The syntax of the SUBTOTAL function is:

`=SUBTOTAL (function_num, ref1, [ref2], ...)`

**Function_num**- Excel-defined function number to be used.**Ref1**- a named range or reference to subtotal.**Ref2**- a named range or reference to subtotal (optional).

Functions within SUBTOTAL are numbered from 1-11 and presented as options while the formula is being entered. Those same functions are also presented in the 100-series to indicate that the SUBTOTAL should exclude any rows that are manually hidden.

For example, SUBTOTAL function 9 maps to the SUM function, adding all cells within the range, even those which have been manually hidden. Function 109 also maps to the SUM function but *excludes *those cells which are manually hidden.

Since SUBTOTAL is meant to work with data in columns, finding a subtotal of a horizontal range will add all values within that range, whether or not there are hidden values.

A key advantage of the SUBTOTAL function is that it always ignores values in cells that are hidden by an Excel filter. Values in rows that have been "filtered out" are never included, regardless of function_num.

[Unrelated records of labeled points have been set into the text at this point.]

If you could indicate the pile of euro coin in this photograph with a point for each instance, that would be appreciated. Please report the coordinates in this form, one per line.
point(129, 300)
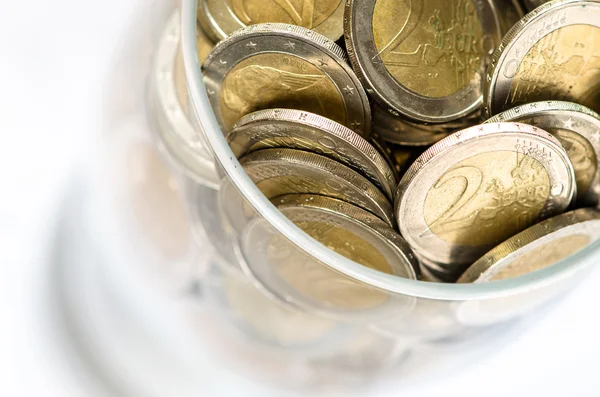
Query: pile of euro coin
point(461, 137)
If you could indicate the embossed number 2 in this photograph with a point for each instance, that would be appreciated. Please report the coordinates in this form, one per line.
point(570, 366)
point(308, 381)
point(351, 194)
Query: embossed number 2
point(302, 19)
point(472, 178)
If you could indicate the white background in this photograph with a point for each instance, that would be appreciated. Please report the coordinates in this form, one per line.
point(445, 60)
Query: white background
point(58, 59)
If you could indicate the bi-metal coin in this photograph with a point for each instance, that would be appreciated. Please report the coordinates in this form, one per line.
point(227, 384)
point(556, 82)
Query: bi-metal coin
point(284, 66)
point(578, 130)
point(339, 207)
point(422, 59)
point(222, 17)
point(476, 188)
point(296, 129)
point(553, 53)
point(295, 276)
point(283, 171)
point(531, 5)
point(540, 246)
point(398, 131)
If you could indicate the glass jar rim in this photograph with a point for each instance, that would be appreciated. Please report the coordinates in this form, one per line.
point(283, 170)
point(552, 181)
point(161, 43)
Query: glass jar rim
point(200, 105)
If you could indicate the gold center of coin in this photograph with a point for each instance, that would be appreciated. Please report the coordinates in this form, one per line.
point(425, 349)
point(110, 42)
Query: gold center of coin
point(432, 47)
point(545, 255)
point(305, 13)
point(317, 281)
point(268, 81)
point(563, 65)
point(582, 155)
point(487, 198)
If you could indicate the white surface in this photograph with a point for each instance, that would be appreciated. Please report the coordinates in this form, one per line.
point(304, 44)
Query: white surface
point(61, 60)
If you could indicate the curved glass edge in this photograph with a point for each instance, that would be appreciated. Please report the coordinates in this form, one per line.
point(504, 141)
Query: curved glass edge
point(565, 269)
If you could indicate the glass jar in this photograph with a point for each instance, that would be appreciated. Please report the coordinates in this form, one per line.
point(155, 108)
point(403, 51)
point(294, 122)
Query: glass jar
point(264, 313)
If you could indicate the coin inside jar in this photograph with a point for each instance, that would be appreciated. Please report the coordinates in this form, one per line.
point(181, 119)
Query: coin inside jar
point(479, 186)
point(540, 246)
point(223, 17)
point(551, 54)
point(578, 130)
point(283, 171)
point(286, 271)
point(295, 129)
point(284, 66)
point(422, 59)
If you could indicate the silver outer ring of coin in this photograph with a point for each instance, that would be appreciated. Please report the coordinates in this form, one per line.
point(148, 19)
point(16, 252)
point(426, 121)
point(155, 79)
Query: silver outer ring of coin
point(509, 12)
point(260, 269)
point(335, 141)
point(382, 86)
point(218, 32)
point(522, 37)
point(462, 145)
point(400, 132)
point(344, 182)
point(581, 221)
point(386, 153)
point(316, 49)
point(181, 144)
point(565, 115)
point(322, 346)
point(531, 5)
point(329, 204)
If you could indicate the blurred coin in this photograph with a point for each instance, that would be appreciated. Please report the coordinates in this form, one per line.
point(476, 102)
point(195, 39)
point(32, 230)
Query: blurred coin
point(204, 46)
point(339, 207)
point(531, 5)
point(295, 129)
point(422, 59)
point(401, 132)
point(578, 130)
point(282, 171)
point(540, 246)
point(295, 276)
point(183, 145)
point(479, 186)
point(223, 17)
point(284, 66)
point(509, 13)
point(275, 323)
point(553, 53)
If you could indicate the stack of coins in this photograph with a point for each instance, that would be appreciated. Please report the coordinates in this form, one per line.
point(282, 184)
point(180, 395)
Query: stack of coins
point(463, 133)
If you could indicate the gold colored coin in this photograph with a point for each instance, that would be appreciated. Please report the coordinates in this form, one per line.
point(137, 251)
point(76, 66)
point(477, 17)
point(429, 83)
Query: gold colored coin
point(283, 171)
point(223, 17)
point(540, 246)
point(286, 271)
point(478, 187)
point(513, 193)
point(295, 129)
point(205, 46)
point(422, 59)
point(283, 66)
point(553, 53)
point(439, 50)
point(578, 130)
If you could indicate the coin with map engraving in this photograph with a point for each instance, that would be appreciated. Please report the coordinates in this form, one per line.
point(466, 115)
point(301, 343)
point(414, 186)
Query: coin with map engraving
point(292, 274)
point(270, 66)
point(284, 171)
point(423, 59)
point(538, 247)
point(479, 186)
point(553, 53)
point(295, 129)
point(578, 130)
point(222, 17)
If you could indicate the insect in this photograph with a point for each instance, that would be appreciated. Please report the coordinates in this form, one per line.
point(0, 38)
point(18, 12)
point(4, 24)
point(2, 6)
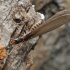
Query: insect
point(52, 23)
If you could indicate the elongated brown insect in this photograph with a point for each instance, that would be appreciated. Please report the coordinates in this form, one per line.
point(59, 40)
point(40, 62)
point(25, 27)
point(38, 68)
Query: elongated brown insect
point(52, 23)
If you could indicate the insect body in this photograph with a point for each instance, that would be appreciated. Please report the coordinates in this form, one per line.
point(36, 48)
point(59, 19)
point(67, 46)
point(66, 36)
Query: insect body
point(52, 23)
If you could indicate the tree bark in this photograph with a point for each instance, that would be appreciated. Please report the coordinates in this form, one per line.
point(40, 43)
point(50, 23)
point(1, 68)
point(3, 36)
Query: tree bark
point(14, 15)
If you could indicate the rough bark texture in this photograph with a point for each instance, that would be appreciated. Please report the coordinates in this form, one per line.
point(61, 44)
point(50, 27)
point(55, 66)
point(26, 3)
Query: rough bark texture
point(53, 49)
point(14, 16)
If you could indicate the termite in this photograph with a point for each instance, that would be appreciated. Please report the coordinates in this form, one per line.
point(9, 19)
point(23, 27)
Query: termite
point(52, 23)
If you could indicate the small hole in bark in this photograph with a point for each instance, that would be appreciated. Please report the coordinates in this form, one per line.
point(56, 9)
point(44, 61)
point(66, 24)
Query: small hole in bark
point(17, 20)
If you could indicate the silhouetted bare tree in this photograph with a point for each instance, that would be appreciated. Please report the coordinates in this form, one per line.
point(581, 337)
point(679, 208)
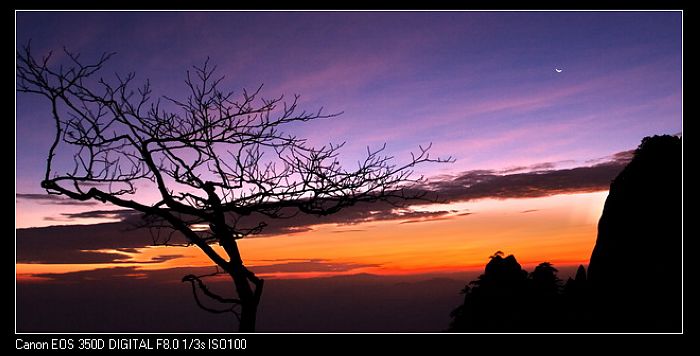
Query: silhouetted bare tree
point(213, 160)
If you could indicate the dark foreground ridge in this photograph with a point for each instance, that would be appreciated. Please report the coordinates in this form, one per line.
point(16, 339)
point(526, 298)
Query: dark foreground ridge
point(634, 278)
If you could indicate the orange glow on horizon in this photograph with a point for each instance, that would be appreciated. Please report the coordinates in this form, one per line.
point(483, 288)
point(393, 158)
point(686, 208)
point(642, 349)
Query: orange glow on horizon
point(559, 229)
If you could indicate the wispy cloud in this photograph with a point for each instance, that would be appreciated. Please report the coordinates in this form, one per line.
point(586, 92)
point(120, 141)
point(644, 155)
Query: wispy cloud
point(51, 199)
point(117, 242)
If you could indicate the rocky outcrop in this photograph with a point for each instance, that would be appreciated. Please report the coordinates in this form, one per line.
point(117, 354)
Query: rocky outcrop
point(634, 275)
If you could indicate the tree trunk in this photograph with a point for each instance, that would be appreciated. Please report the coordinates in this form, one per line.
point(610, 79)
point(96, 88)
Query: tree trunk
point(249, 298)
point(248, 315)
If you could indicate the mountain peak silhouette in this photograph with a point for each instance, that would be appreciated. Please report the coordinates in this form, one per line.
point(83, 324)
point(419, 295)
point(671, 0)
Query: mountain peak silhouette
point(635, 272)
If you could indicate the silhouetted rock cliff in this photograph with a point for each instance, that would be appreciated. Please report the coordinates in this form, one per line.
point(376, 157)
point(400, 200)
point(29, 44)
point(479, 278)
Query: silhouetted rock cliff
point(634, 275)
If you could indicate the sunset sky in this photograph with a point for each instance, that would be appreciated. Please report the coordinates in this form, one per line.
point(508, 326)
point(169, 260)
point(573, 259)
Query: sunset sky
point(537, 148)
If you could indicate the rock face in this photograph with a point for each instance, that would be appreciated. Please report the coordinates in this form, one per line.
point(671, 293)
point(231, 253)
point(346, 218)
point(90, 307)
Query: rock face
point(635, 270)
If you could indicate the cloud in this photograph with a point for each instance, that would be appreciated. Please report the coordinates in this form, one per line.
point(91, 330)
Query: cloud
point(102, 214)
point(175, 274)
point(313, 265)
point(78, 244)
point(52, 199)
point(114, 242)
point(473, 185)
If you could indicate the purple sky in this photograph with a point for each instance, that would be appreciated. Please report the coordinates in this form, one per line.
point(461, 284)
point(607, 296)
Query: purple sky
point(480, 85)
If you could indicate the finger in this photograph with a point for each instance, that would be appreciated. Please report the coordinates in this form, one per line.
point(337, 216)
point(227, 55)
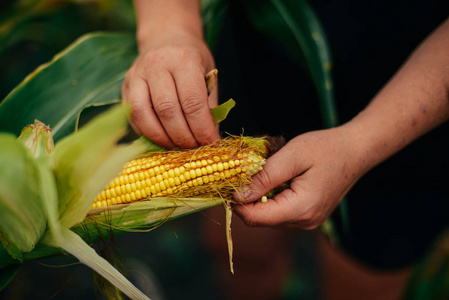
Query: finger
point(168, 109)
point(143, 117)
point(279, 168)
point(286, 208)
point(192, 92)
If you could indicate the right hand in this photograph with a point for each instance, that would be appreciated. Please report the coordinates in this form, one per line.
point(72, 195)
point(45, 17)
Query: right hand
point(166, 89)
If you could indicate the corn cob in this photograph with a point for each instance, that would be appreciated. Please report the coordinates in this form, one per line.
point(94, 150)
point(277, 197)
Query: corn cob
point(215, 170)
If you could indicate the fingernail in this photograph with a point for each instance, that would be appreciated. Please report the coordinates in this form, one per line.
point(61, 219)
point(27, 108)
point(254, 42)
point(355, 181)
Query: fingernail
point(243, 193)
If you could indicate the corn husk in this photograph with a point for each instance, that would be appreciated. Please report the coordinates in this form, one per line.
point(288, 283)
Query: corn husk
point(46, 195)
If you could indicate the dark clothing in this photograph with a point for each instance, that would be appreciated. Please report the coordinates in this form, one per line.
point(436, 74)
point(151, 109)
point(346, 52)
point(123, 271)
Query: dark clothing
point(399, 207)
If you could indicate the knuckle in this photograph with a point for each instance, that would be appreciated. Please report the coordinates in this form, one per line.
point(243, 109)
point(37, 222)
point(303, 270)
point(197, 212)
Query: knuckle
point(165, 109)
point(262, 180)
point(137, 113)
point(192, 104)
point(310, 220)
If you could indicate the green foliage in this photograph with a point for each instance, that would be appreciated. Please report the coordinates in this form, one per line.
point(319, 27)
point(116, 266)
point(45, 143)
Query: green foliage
point(31, 32)
point(88, 72)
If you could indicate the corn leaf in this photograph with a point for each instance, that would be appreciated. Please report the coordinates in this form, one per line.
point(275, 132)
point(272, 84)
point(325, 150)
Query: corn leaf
point(89, 71)
point(22, 216)
point(85, 162)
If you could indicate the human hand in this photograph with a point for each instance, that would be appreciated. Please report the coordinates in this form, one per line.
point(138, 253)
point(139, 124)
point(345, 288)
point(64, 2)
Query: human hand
point(322, 166)
point(167, 91)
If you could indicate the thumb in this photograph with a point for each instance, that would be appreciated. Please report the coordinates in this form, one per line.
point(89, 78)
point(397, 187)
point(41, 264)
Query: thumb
point(278, 169)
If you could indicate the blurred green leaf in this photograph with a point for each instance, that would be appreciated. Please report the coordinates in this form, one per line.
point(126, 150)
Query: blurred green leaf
point(294, 26)
point(7, 274)
point(430, 276)
point(90, 71)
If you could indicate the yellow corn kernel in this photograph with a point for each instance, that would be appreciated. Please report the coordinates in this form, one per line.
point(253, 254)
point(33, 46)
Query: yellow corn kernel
point(203, 171)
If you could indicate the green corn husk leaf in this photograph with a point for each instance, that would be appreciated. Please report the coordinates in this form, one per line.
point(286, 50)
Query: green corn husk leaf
point(43, 216)
point(22, 216)
point(89, 71)
point(37, 138)
point(85, 162)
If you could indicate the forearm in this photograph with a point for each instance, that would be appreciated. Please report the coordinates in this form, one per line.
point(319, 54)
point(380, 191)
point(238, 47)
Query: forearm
point(157, 17)
point(413, 102)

Another point of note is that SUBTOTAL also automatically ignores other SUBTOTAL formulas that exist in references to prevent double-counting, as shown below.

The grand total shown in cell C15 represents the sum of all team sales without adding each team’s subtotal, which were calculated using the SUBTOTAL function.

## Summary

So you’ve learned how to use the SUM function in Excel, and as a bonus, other functions within the SUM family.